Perjanjian Kesetiaan

Simbol perjanjian dan kepercayaan

Ayat Yehezkiel 16:62 menjadi penegasan yang luar biasa tentang karakter Allah yang setia dan perjanjian-Nya yang abadi. Dalam konteks pasal ini, Allah berbicara kepada Yerusalem, kota yang digambarkan seperti seorang perempuan yang ditinggalkan dan kemudian dipelihara, namun pada akhirnya berkhianat. Gambaran ini menyoroti ketidaksetiaan umat manusia dan dosa-dosa yang mereka lakukan.

Namun, di tengah gambaran dosa dan hukuman, muncul janji yang begitu mengharukan: "Tetapi Aku akan mengadakan perjanjian-Ku dengan engkau, dan engkau akan mengetahui, bahwa Akulah TUHAN." Perjanjian ini bukanlah sekadar kesepakatan biasa. Ini adalah manifestasi dari kasih karunia Allah yang tak terbatas. Sekalipun manusia sering kali gagal dan mengingkari janji, Allah tetap berpegang teguh pada kesetiaan-Nya.

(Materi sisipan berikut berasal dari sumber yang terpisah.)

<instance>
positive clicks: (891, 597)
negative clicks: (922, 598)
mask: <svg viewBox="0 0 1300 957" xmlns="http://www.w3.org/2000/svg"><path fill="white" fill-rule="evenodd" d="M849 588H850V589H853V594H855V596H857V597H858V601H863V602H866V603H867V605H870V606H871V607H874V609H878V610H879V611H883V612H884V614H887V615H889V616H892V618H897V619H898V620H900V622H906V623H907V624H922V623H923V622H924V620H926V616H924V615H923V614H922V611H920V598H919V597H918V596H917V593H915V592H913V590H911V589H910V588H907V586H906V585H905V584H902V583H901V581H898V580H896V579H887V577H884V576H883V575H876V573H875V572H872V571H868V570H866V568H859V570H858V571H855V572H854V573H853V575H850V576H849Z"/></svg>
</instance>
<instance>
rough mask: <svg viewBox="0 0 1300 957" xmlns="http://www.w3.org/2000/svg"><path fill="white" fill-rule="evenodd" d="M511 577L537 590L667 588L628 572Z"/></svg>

Kata "perjanjian" dalam konteks Alkitab sering kali merujuk pada hubungan yang mendalam dan mengikat. Dalam Perjanjian Lama, Allah membuat perjanjian dengan Nuh, Abraham, Musa, dan Daud. Perjanjian-perjanjian ini adalah dasar dari hubungan Israel dengan Allah. Namun, Yehezkiel 16:62 berbicara tentang sebuah perjanjian baru yang melampaui ketentuan-ketentuan lama, sebuah perjanjian yang berakar pada kasih ilahi itu sendiri.

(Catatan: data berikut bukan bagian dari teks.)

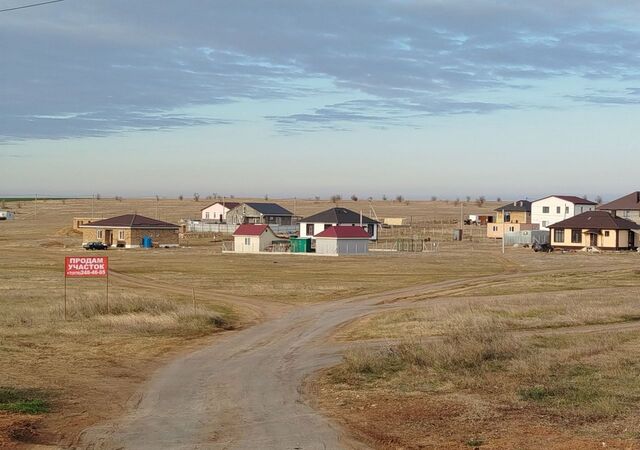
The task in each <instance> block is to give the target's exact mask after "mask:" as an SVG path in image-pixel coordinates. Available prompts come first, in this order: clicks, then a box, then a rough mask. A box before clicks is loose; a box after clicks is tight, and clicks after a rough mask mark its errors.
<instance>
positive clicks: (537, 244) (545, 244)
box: [531, 242, 553, 253]
mask: <svg viewBox="0 0 640 450" xmlns="http://www.w3.org/2000/svg"><path fill="white" fill-rule="evenodd" d="M531 248H532V249H533V251H534V252H546V253H549V252H552V251H553V247H551V245H549V244H540V243H538V242H535V243H534V244H533V245H532V246H531Z"/></svg>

Apa artinya bagi kita saat ini ketika kita merenungkan ayat ini? Ini mengingatkan kita bahwa dasar hubungan kita dengan Allah bukanlah usaha kita untuk menjadi sempurna, melainkan kesetiaan-Nya yang tak tergoyahkan. Dia tidak berputus asa dari kita meskipun kita berdosa. Sebaliknya, Dia menawarkan pemulihan dan hubungan yang diperbarui melalui perjanjian-Nya.

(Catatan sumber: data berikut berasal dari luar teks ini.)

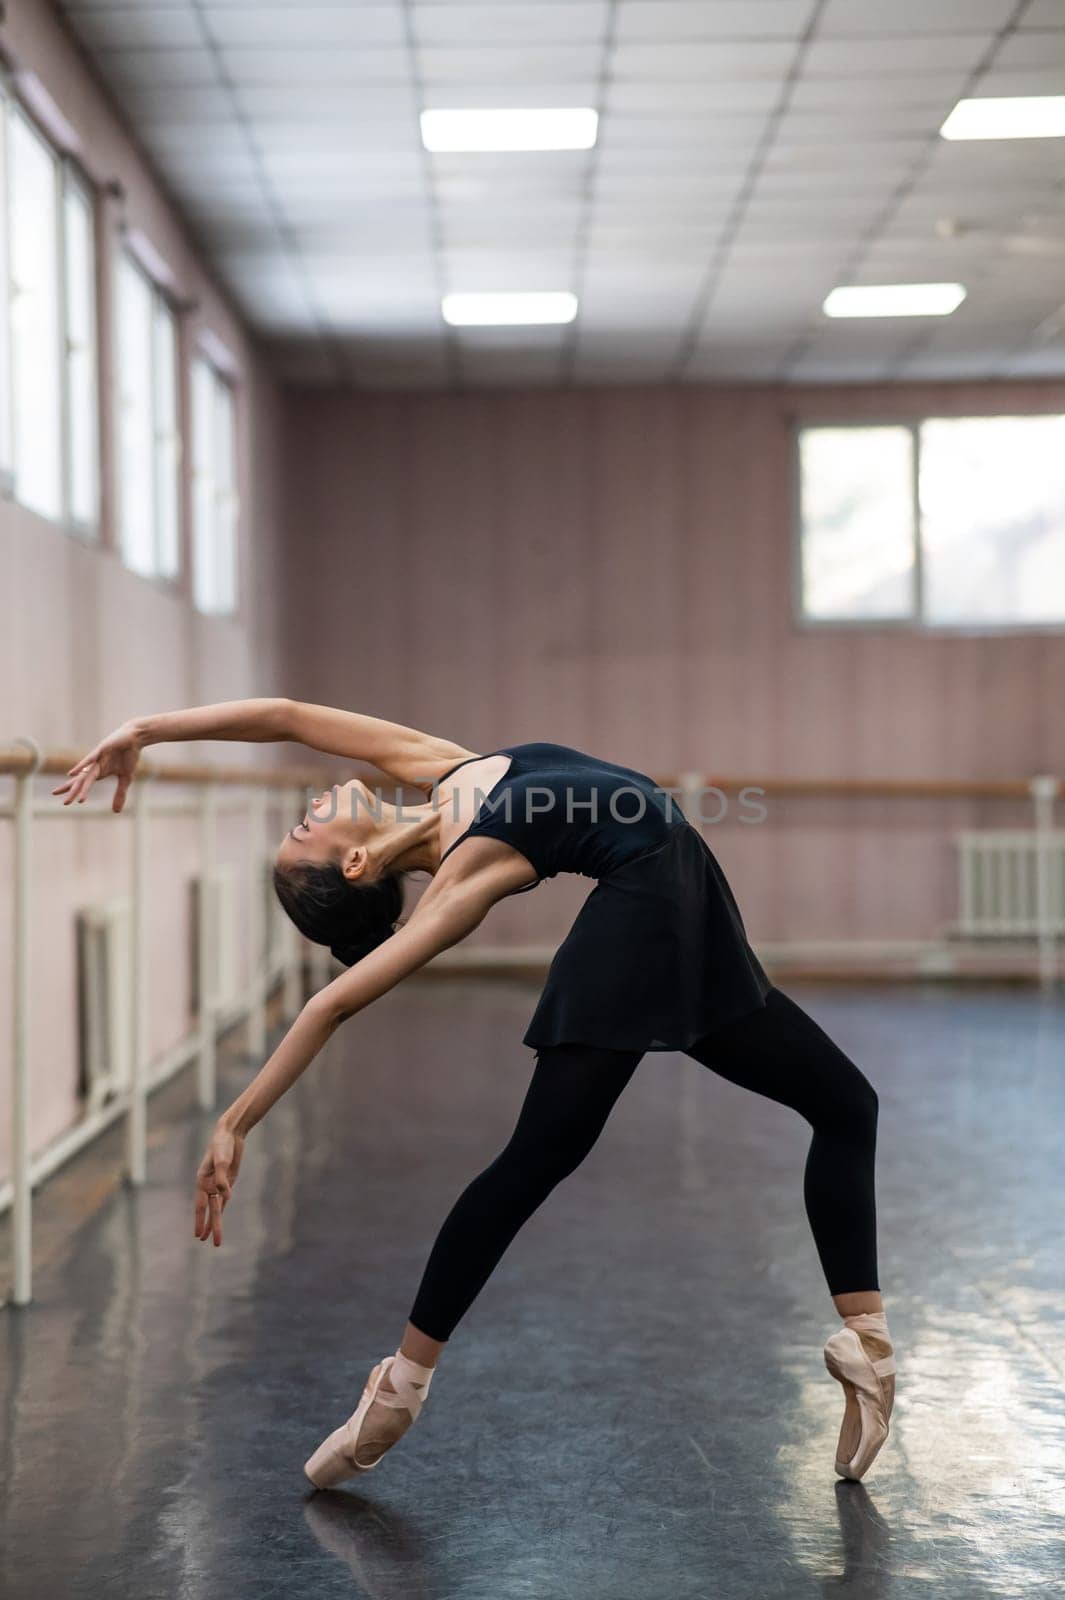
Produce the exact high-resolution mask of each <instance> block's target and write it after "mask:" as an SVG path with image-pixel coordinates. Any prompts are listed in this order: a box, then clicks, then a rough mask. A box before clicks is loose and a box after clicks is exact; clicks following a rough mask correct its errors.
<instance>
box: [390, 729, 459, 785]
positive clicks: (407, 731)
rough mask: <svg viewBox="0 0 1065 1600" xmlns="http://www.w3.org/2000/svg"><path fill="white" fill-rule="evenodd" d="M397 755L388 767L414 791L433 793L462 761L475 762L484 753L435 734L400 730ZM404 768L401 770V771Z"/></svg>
mask: <svg viewBox="0 0 1065 1600" xmlns="http://www.w3.org/2000/svg"><path fill="white" fill-rule="evenodd" d="M397 733H398V738H397V752H395V755H393V757H392V763H390V766H389V768H387V770H389V771H392V773H393V776H395V778H398V779H400V781H401V782H406V784H409V786H411V789H421V790H424V792H425V794H429V792H430V790H432V787H433V784H437V782H440V779H441V778H443V776H445V774H446V773H449V771H451V768H453V766H457V765H459V763H461V762H475V760H477V758H478V757H480V750H467V749H465V746H462V744H456V742H454V741H453V739H441V738H438V736H437V734H433V733H419V731H416V730H414V728H400V730H397ZM400 766H401V768H403V771H400V770H398V768H400Z"/></svg>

Perjanjian ini memberikan kepastian. "Engkau akan mengetahui, bahwa Akulah TUHAN." Pengetahuan ini bukan hanya pengetahuan intelektual, tetapi pengalaman yang mendalam tentang siapa Allah itu. Mengetahui Allah berarti mengenal kasih-Nya, kekuatan-Nya, keadilan-Nya, dan terutama kesetiaan-Nya. Di tengah badai kehidupan, ketidakpastian dunia, dan kerapuhan diri sendiri, firman ini menjadi sauh yang teguh.

Kita dapat bersukacita karena Allah adalah Allah yang mengikat perjanjian. Kesetiaan-Nya tidak bergantung pada kondisi atau kelayakan kita, melainkan pada sifat-Nya sendiri. Di dalam Kristus, perjanjian Allah mencapai penggenapan terbesarnya. Dia menjadi pengantara perjanjian baru, yang menawarkan pengampunan dosa dan hidup kekal bagi semua yang percaya. Ayat Yehezkiel 16:62, meskipun diucapkan dalam konteks masa lalu, terus berbicara kepada hati kita hari ini, mengingatkan kita akan dasar yang kuat dari iman kita: kesetiaan Allah yang tidak pernah gagal.